The other format they asked for was EPS. This is encapsulated postscript. Since it's a single page file PS, or postscript, would be equivalent. And, PDF is also similar. These are all vector formats, essentially the same vector format (they can contain raster format images too but let's ignore that).
A vector format file saves the information about how the image was drawn but not about each pixel. If you have an x-axis 3" long placed 0.5" from the bottom of the image then the vector file knows this description. Each feature of the graph is described in the file. Because of this, for simple drawings it is vastly more compact than any raster representation at a given image quality. Furthermore, it scales in size without losing quality. You simply ask it to draw the image at 6" x 6" instead of 5" x 5" and it scales each of the instructions for drawing the components of the image up as well. Therefore, even though the PDF or EPS file will be more compact, it will print at the highest quality.

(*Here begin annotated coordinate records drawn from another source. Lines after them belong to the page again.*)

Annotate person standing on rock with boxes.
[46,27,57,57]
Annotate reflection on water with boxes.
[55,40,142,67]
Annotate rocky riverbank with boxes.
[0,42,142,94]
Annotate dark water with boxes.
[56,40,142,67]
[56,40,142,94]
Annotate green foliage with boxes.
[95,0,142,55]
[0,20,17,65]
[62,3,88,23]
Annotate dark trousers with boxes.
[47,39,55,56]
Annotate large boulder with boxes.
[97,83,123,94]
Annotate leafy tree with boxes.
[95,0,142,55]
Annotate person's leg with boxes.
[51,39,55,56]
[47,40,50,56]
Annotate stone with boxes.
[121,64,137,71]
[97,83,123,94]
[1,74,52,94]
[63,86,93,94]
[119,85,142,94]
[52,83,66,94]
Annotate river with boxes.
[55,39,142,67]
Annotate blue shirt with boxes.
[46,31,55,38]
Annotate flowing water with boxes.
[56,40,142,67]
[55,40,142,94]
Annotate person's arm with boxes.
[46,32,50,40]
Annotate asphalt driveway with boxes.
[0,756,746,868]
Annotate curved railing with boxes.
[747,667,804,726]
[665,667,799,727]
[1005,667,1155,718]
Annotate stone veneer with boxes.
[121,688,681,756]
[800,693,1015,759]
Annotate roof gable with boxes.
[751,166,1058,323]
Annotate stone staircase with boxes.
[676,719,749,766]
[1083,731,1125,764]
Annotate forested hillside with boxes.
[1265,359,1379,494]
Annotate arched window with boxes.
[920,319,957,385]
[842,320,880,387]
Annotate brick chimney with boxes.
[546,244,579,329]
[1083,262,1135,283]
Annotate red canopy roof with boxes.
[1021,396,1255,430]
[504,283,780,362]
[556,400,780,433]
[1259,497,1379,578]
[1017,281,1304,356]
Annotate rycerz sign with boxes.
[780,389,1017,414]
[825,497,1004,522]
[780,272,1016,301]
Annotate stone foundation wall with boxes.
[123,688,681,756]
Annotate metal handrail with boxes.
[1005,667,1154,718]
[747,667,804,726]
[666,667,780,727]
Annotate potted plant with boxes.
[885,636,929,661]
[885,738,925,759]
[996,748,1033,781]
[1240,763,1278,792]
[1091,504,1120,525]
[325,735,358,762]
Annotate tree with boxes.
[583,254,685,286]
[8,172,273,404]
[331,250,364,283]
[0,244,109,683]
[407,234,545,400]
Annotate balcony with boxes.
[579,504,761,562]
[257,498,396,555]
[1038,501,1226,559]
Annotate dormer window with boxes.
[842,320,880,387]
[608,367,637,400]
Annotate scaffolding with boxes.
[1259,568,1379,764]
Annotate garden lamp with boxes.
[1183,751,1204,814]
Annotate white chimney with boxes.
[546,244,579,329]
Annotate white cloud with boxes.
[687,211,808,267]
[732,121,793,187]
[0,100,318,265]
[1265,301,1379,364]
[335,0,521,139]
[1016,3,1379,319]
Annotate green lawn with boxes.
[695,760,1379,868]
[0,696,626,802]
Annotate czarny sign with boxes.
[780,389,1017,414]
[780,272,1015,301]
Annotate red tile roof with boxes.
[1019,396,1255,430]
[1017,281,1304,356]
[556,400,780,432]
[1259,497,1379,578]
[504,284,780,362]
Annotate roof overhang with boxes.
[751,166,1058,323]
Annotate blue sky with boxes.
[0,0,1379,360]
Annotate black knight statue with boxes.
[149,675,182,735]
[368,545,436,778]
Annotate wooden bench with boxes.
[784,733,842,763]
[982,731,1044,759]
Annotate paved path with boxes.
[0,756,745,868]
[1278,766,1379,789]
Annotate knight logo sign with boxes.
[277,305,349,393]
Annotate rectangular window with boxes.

Send a PDF or PS file and don't worry about the resolution.
When you increase resolution (res), the effective size of a plot decreases, and so the margin error jumps out. Try to make bigger picture with greater width and height (in theory, to make a plot of a same virtual size, it should be new_(width|height)=res/72*old_(width|height).
Still, as romunov suggested, it is a better idea to use ImageMagick; you won't loose quality.
I would suggest you to use devEval from the R.devices library.
I had this issue myself and solved it thanks to this :
options("devEval/args/path"=file.path(Folder_of_Output))
devEval("tiff", name="Name_output", width=120, height=800, {
barplot(data, main="imagetitle");
legend("top", legend =c("text of legend"))
})
For me it worked like a charm and the file was saved directly without issue.